Kris Snibbe/Harvard News Office

Campus & Community

Gazette writer Gewertz dies at 63

5 min read

Memorial service set for Oct. 24 at the Memorial Church

Ken Gewertz, teacher, editor, and longtime staff writer for the Harvard University Gazette, died of cancer on Sept. 7 at his home in Watertown, Mass. He was 63. Gewertz gave 22 years of service to the University. As a reporter for the Gazette, he covered almost every aspect of life at Harvard, concentrating on the arts and the humanities. Graceful prose and quiet erudition distinguished his work. Gentleness and kindness distinguished his life.

Said Thomas Lee at Harvard’s Office for the Arts, “Ken Gewertz was a gently inquisitive man whose modesty and quiet demeanor belied his wealth of knowledge, his breadth of appreciation for the arts and other subjects, and his elegant way with prose. No matter the subject, he always approached his writing assignments with a deep sense of Harvard’s mission to connect us to each other through the power of knowledge and creative thinking. Ken’s legacy will be the 20-plus years of chronicling many of those extraordinary connections, and acknowledging the people who made them possible.”

Kenneth Lee Gewertz was born Feb. 11, 1945, in the Bronx, New York, and spent most of his childhood in Floral Park, Queens. His father was an industrial chemist, his mother a homemaker. From a young age, Gewertz knew he wanted to be a writer: He read voraciously and as early as high school, he was sending off stories and poems to journals. Some of his early — and later — poems described fishing trips with a beloved grandfather as well as teenaged forays to places like Coney Island and Rockaway Beach.

Gewertz graduated from Queens College in 1966, majoring in English. From there, he studied English in a Ph.D. program at Princeton University. His daughter Alexis was born in 1969. He left Princeton “ABD” in 1970. His first teaching job was at the University of Hawaii, where he stayed for a couple of semesters.

The following year, Gewertz returned to New York City where he worked for several academic publishers as an editor and ghostwriter.

Gewertz then moved to western Massachusetts where he wrote textbooks at Western New England College, and at Merriam-Webster Dictionary in the Connecticut River Valley. It was at Merriam-Webster that he met Sheila Murray; they married in 1983.

During this period, Gewertz continued to write fiction and poetry, publishing his work in the Paris Review, Ploughshares, the Carleton Miscellany, and other journals, magazines, and newspapers.

In 1982, Gewertz received the prestigious O. Henry Award for the short story “I Thought of Chatterton, The Marvelous Boy,” which had been published the year before in the Massachusetts Review.

After a two-year stint as editor of Washington University in St. Louis Magazine from 1983 to 1985, Gewertz and his family came back East for good, where he worked briefly as an editor at Northeastern University before joining the staff of the Harvard University Gazette in 1986.

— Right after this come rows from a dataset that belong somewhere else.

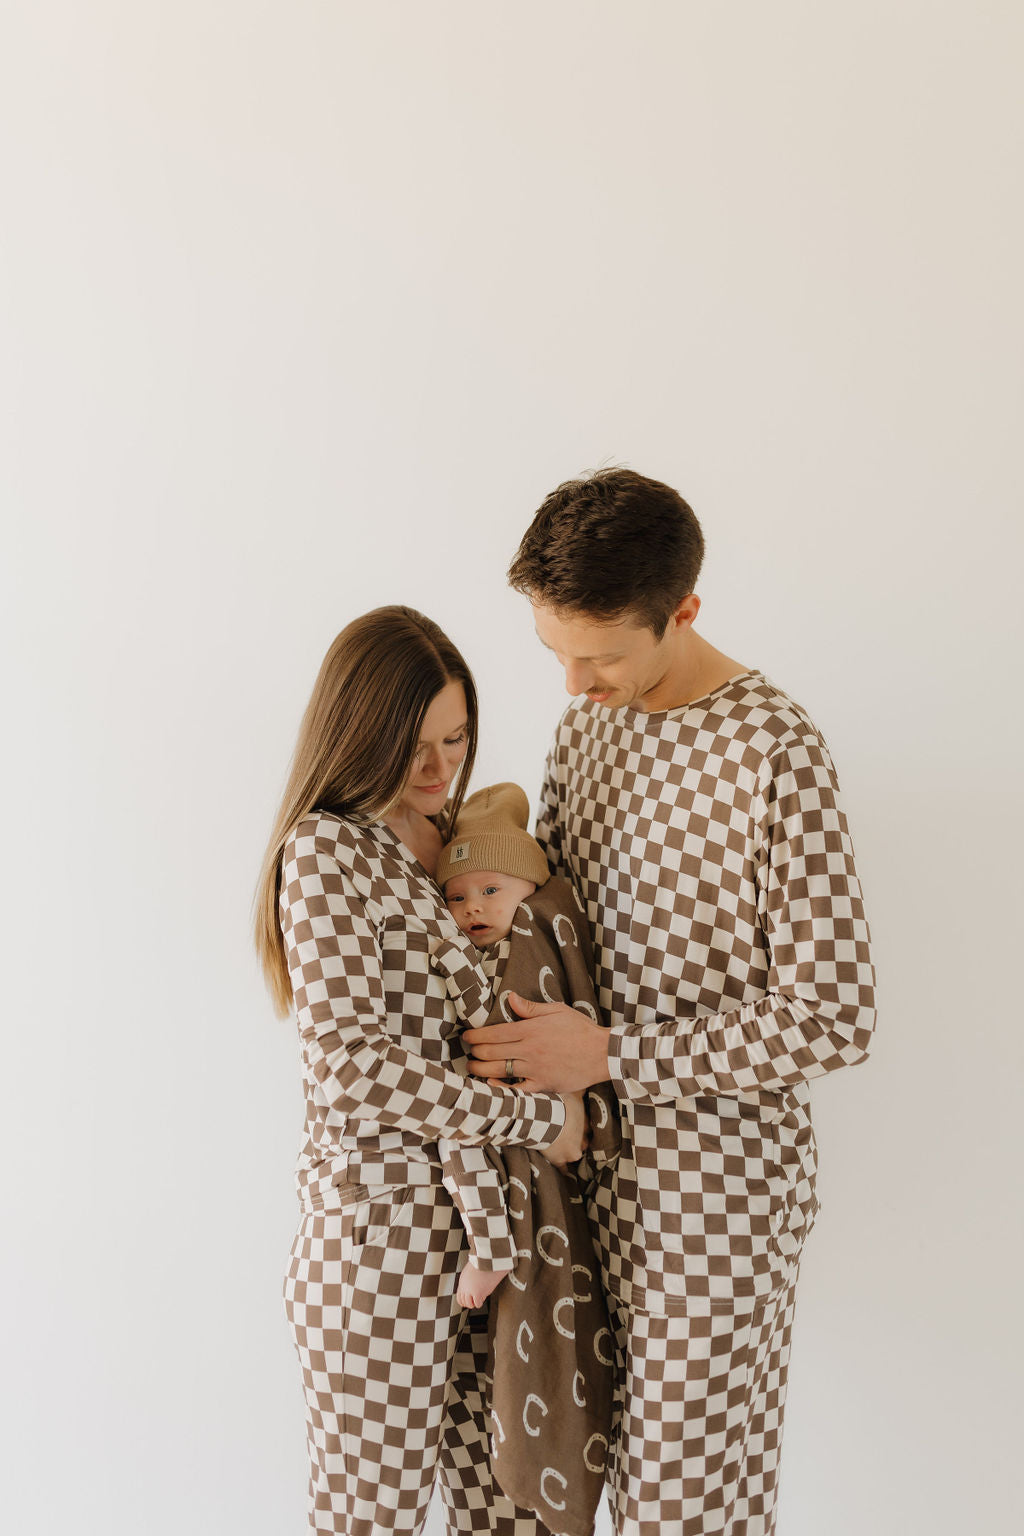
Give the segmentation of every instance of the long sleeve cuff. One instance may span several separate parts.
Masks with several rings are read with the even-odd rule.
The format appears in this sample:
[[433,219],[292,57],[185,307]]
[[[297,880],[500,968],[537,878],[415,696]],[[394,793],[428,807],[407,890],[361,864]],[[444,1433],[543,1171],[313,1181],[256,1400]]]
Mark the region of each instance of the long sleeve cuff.
[[514,1269],[516,1244],[497,1171],[482,1149],[441,1143],[444,1187],[469,1241],[479,1269]]
[[516,1264],[516,1245],[509,1231],[504,1211],[498,1219],[485,1211],[468,1211],[462,1224],[469,1238],[469,1253],[478,1269],[512,1270]]

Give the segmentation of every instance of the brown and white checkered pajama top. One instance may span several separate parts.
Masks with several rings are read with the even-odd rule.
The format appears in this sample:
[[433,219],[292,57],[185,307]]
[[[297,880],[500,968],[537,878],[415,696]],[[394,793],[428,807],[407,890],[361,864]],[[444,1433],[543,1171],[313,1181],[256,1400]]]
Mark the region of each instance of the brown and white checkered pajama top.
[[[459,1074],[458,1017],[439,952],[461,950],[486,1019],[490,985],[437,886],[381,822],[317,811],[284,849],[281,929],[295,995],[306,1094],[298,1189],[336,1209],[357,1186],[438,1183],[437,1141],[547,1145],[561,1100]],[[486,1166],[481,1159],[481,1167]],[[501,1225],[504,1201],[499,1197]],[[474,1251],[487,1265],[486,1229]],[[503,1257],[510,1258],[511,1254]]]
[[612,1028],[613,1293],[691,1316],[772,1295],[817,1209],[808,1081],[874,1025],[824,741],[760,672],[662,713],[574,704],[537,835],[583,897]]

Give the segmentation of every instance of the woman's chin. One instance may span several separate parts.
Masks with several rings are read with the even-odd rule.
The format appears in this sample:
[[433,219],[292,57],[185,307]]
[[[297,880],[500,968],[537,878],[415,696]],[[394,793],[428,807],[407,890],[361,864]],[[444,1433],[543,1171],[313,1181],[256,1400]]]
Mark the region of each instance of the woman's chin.
[[410,789],[405,803],[421,816],[436,816],[447,798],[448,785],[442,784],[440,789]]

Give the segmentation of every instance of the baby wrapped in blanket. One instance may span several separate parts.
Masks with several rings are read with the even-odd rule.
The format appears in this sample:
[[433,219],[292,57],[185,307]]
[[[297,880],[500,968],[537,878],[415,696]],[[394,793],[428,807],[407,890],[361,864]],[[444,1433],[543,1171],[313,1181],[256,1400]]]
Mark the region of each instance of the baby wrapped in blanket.
[[[598,1022],[582,903],[551,876],[526,830],[516,784],[465,802],[437,880],[491,981],[487,1023],[513,1017],[510,992],[566,1002]],[[479,1027],[479,986],[460,976],[457,946],[434,957],[466,1024]],[[554,1026],[557,1027],[557,1026]],[[515,1080],[514,1060],[506,1076]],[[459,1300],[492,1296],[489,1336],[494,1472],[509,1498],[550,1531],[590,1536],[604,1485],[611,1426],[612,1339],[585,1213],[587,1182],[619,1149],[615,1095],[590,1089],[587,1157],[563,1173],[527,1147],[441,1144],[445,1187],[469,1236]]]

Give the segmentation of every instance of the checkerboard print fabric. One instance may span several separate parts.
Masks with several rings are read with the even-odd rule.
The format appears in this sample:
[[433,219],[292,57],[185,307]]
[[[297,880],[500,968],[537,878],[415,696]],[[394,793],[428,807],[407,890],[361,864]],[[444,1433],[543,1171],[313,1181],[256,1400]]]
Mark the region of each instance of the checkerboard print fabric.
[[[449,1529],[543,1536],[490,1473],[486,1318],[455,1299],[466,1237],[438,1140],[500,1179],[484,1142],[544,1145],[561,1101],[468,1079],[445,977],[462,946],[464,1013],[490,983],[441,895],[390,830],[326,812],[287,843],[280,901],[302,1044],[303,1217],[285,1300],[302,1366],[310,1524],[382,1536],[422,1527],[435,1475]],[[476,1234],[486,1248],[488,1234]]]
[[322,1536],[414,1536],[435,1477],[449,1531],[546,1536],[491,1476],[487,1320],[455,1298],[464,1256],[439,1186],[303,1215],[284,1294]]
[[558,1098],[453,1068],[458,1020],[431,958],[461,946],[465,1009],[481,1021],[490,986],[437,886],[388,827],[306,817],[284,849],[280,916],[302,1046],[304,1209],[338,1208],[354,1186],[432,1183],[438,1137],[555,1138]]
[[664,713],[572,705],[537,835],[583,897],[612,1026],[609,1283],[691,1316],[775,1294],[817,1209],[808,1081],[874,1025],[824,741],[759,672]]
[[612,1303],[617,1536],[772,1536],[795,1286],[693,1317]]

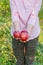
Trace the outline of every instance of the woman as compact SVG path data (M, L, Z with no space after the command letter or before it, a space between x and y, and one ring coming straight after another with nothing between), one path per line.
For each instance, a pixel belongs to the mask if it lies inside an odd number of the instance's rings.
M40 34L38 13L41 4L42 0L10 0L12 48L17 59L16 65L33 65ZM24 29L30 36L28 40L23 42L15 39L13 32Z

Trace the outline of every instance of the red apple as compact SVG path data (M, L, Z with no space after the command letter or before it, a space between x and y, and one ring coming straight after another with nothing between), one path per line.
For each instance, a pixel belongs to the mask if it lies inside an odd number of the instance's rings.
M13 36L14 36L14 38L20 38L20 32L14 31Z
M27 39L28 39L28 32L25 31L25 30L21 31L20 39L22 41L27 41Z

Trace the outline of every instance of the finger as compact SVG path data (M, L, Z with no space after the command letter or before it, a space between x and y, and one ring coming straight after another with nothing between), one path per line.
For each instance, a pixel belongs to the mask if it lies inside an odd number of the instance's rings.
M23 41L24 43L26 42L26 41Z
M23 42L22 40L20 40L21 42Z
M23 42L23 43L26 43L26 41L22 41L21 39L20 39L20 41Z
M27 41L29 41L29 39Z
M22 40L20 40L20 41L21 41L21 42L24 42L24 43L26 42L26 41L22 41Z
M16 38L16 40L18 40L19 38Z
M13 36L13 38L14 38L14 36Z
M26 41L23 41L24 43L26 43Z

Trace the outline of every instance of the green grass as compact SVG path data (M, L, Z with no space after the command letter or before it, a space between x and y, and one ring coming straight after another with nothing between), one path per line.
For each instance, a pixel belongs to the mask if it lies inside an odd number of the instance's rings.
M43 5L39 12L41 32L34 65L43 65ZM11 13L9 1L0 0L0 65L15 65L10 34Z

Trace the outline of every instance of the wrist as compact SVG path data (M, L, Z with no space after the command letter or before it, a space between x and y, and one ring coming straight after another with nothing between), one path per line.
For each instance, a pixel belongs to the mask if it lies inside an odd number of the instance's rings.
M19 22L13 23L13 26L14 26L14 30L15 31L19 31L20 32L20 24L19 24Z
M33 26L31 24L28 24L27 25L27 31L28 31L28 33L31 34L32 30L33 30Z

At the Gazette, Gewertz turned his deep learning and practiced prose to touting the accomplishments of the Harvard academic community, producing profiles and news stories on philosophers, artists, musicians, scientists, economists, historians, and more. His work was succinct yet comprehensive; his understanding was profound but his writing was always accessible and engaging. Tall, gentle, wryly witty, Gewertz possessed an-almost-Old World elegance that coexisted comfortably with an egalitarian sensibility that friends, colleagues, and strangers alike were drawn to.

William Cromie, former science writer for the Gazette and longtime colleague of Gewertz, recalled, “I was never so choked with a deadline that I wasn’t glad to see Ken. And he seemed to feel the same way when I’d walk unannounced into his book-cluttered office. We let our intellects run around together. Our talks were never very personal or at all spiritual, but they contained elements of both. They blew fresh air into my brain. It was always easier to find better ‘ledes’ and sentences after a visit with Ken.”

Terry Murphy, managing editor of the Gazette, said, “As a journalist, Ken had the unique ability to approach a complex, deeply intellectual topic and produce a story that could seamlessly engage Harvard academia while entertaining and educating a wider audience. It must be said,” she added, “that deadlines were never Ken’s friend (and patience was never my virtue). Just before my final threat, a story would appear that often left me praising him. ‘Worth the wait,’ I’d hear myself saying.”

A music (particularly jazz) lover, enthusiastic walker of his two standard poodles, and frequent traveler, Gewertz was also a loving husband and father. In 1997, he suffered a grievous loss when his daughter Alexis was killed in a traffic accident.

In the final difficult years of his life, Gewertz remained a considerate and dedicated colleague, stoical in his suffering and devoted to his friends and co-workers, and to his beloved wife Sheila.

Gewertz is survived by his wife and his brother, Daniel Gewertz.

A memorial service will be held at the Memorial Church at Harvard University on Oct. 24 at 3 p.m.